To sustain walkability, city needs indigenous approach to mapping
In a city as vast and spread out as the National Capital Region, even the locals feel lost and befuddled occasionally.Updated: Mar 20, 2019 05:56 IST
Accessing the city by foot pleasantly and conveniently is facilitated as much by knowledge of the streets and locations and by safe and traversable walkways. Familiarity with the city becomes inseparable from the sense of belonging citizens feel for their city. In a city as vast and spread out as the National Capital Region, even the locals feel lost and befuddled occasionally. Whereas adoption of online mapping on mobile platforms, such as Google Maps, has proven extremely effective in getting people from one location to another, they have done little to aid familiarity with the city. We find ourselves unable to remember the route for a second time having followed the turn-by-turn instructions on the apps earlier. We forget to note what makes the city and its specific sites distinct while we are focused on not missing the next turn.
Ideas of the elements and features that make cities memorable and beloved have been written about in the 60s by American planner Kevin Lynch in his book, ‘The Image of the City’. The same author also coined the term ‘wayfinding’ with reference to cities.
In 2015, we created the city’s first Integrated Public Transit Map displaying key 100 bus routes (selected on basis of the buses’ frequency) along with metro routes. The map received the support of the Delhi Tourism and Transport Development Corporation, and five thousand free copies were distributed at Bus Terminals and Tourist Offices. The Transit Map served not just as a tangible device that visualised the spread and density of public transit routes in the city; it was also meant to become a mental diagram that made the city’s structure intelligible to citizens and tourists. Like the London Tube Map or the New York subway map, it permitted the city to be remembered simply, as a diagram, providing a valuable cognitive image.

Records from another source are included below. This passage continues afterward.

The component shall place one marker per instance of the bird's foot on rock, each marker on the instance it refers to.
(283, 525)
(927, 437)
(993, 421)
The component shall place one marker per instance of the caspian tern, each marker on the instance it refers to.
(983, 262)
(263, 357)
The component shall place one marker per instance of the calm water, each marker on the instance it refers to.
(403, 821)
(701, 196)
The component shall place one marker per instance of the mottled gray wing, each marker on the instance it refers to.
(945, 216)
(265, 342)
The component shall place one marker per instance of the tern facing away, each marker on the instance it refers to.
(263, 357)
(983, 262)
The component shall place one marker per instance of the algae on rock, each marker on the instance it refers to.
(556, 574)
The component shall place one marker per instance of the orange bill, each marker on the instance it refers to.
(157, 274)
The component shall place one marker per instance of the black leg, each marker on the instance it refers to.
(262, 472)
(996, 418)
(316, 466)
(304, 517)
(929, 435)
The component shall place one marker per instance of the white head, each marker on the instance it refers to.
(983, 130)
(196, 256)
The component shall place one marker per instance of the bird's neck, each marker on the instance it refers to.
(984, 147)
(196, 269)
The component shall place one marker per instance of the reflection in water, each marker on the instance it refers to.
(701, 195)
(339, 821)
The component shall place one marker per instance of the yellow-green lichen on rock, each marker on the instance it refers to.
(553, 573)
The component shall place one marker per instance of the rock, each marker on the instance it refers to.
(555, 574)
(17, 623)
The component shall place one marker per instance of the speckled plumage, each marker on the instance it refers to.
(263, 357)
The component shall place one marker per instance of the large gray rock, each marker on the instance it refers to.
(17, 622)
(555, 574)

Later in 2018, we prepared two pilot projects at the IIT and Delhi Sachivalaya bus queue shelters for the Delhi Government’s Transport Department to track the efficiency and outreach of transit and pedestrian maps within the city. Our findings have given us keen insights about how people in our cities read maps.
In the lead-up to the 2012 Olympic Games, the city of London had launched an extensive campaign called ‘Legible London’ to make a way-finding system for the city. Its creators claimed Legible London has since “developed into an on-street pedestrian system with over 500 signs, a suite of printed, walking maps for retail, tourism and business activities, digital maps, smartphone apps, integrated public transport information and a unique walking identity for London”.
We feel a project to make the city walkable must also have a component that makes the city legible through maps—allowing access to the city while increasing its imageability and cognition. For this, however, it may not be enough to adopt graphical systems utilised by other cities. The lessons from our pilot project revealed that an information-rich map might be as cryptic to the uninitiated as a vast and undifferentiated city. The maps that are the most popular in our country are the ones on the back of wedding invites which are neither to scale, nor aesthetic. Therefore, we need to devise an indigenous approach to mapping and legibility that utilises elements of pictography and storytelling that convey the distinctive character of the place. Making maps and graphics simple and fun must take priority over making them comprehensive. Their design and location within the city need to develop simultaneously with the planning exercise for making cities walkable and safe. While charting streets and walkable zones, it would not only become a ‘user manual’ of the streets for pedestrians but also provide the city with the much-needed branding.